Sobre isso, algumas pessoas podem questionar: "ah, mas existem sujeitos que ficam deprimidos 'do nada'!" Será mesmo? Em minha prática clínica nunca encontrei pessoas deprimidas sem nenhum motivo. Algumas vezes, é isso que a pessoa diz inicialmente, mas, à medida que adentramos em sua vida subjetiva, sempre encontramos razões para sua tristeza. Pode ser que ela não tenha passado por nenhuma perda real (de uma pessoa ou de um emprego, por exemplo), mas provavelmente passou por alguma perda simbólica ou então se encontra em dúvida com relação aos seus caminhos ou ainda possui uma visão extremamente negativa da vida e das relações - visão esta anterior à crise depressiva. "Ah, mas esta é somente sua experiência clínica. Você não pode generalizar! Você tem dados?". Infelizmente não tenho dados para "provar" meu argumento (como também cobrou de mim o neurocientista N. em outro post). Além disso, não tenho imagens cerebrais ou gráficos coloridos, que certamente convenceriam mais as pessoas - embora muitas vezes não digam nada de relevante. De toda forma, meu ponto já deve ter ficado claro: a depressão não é um problema cerebral. É um problema que afeta o cérebro, certamente, mas não é causado simplesmente por alterações neuronais (o que não descarto totalmente) mas, principalmente, como resposta a perdas reais e simbólicas na vida concreta da pessoa.

E é neste sentido que penso que as medicações podem ajudar sim e muito.

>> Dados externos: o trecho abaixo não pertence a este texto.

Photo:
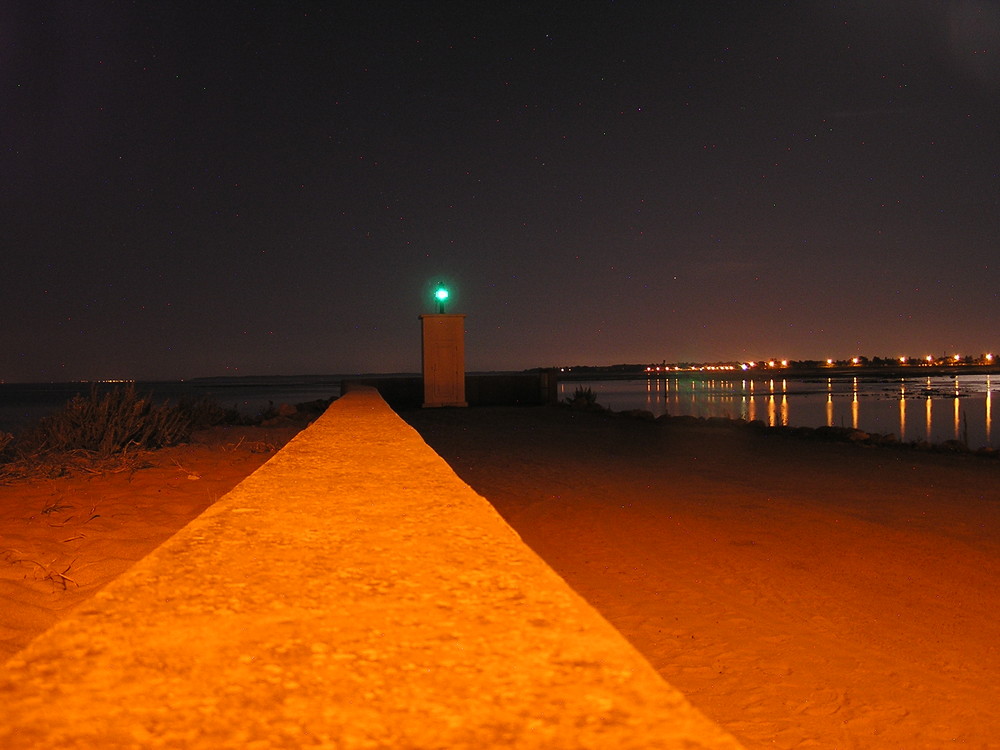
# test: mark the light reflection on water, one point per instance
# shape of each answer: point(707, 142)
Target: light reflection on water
point(931, 409)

Mesmo não sendo um problema cerebral, a depressão se reflete no cérebro - e intervenções medicamentosas podem ser extremamente úteis e necessárias para a pessoa sair de um estado de apatia e desânimo e voltar a encarar os desafios da vida. Mas medicações não curam ou extirpam a depressão da pessoa pois esta se relaciona não simplesmente a alterações em seu cérebro mas também à sua maneira de ser e estar no mundo. Isto não significa - é bom deixar claro - que a depressão seja culpa da pessoa ou então que seja fraqueza ou falta de força de vontade. De forma alguma! Isto significa que a tristeza (e seu excesso, a depressão) possui forte relação com a forma pela qual a pessoa vê e encara a vida e também com o mundo ao seu redor. Apesar de desconfiar imensamente das estatísticas sobre depressão disseminadas pelos psiquiatras (que tendem a refletir menos a suposta realidade endêmica do problema e muito mais a ampliação e a banalização do diagnóstico moderno de depressão), acredito que o mundo moderno  - que Bauman chamaria de "líquido" - contribui significativamente para a constituição dos sujeitos depressivos (a ideia de neuroplasticidade, tão em voga no meio neurocientífico atualmente, não é justamente de que o cérebro é moldado no/pelo mundo?). E é neste sentido que penso que embora as medicações possam contribuir imensamente na diminuição dos sintomas depressivos, o buraco neste e em tantos outros casos, é muito mais embaixo. Simplesmente não dá pra dizer que caso Fausto Fanti e Robin Willians tivessem sido corretamente medicados, suas histórias e seus desfechos seriam outros. Talvez sim, talvez não. Jamais saberemos. O que sei é que viver e encarar os desafios da vida, definitivamente, não é nada fácil. Pra ninguém.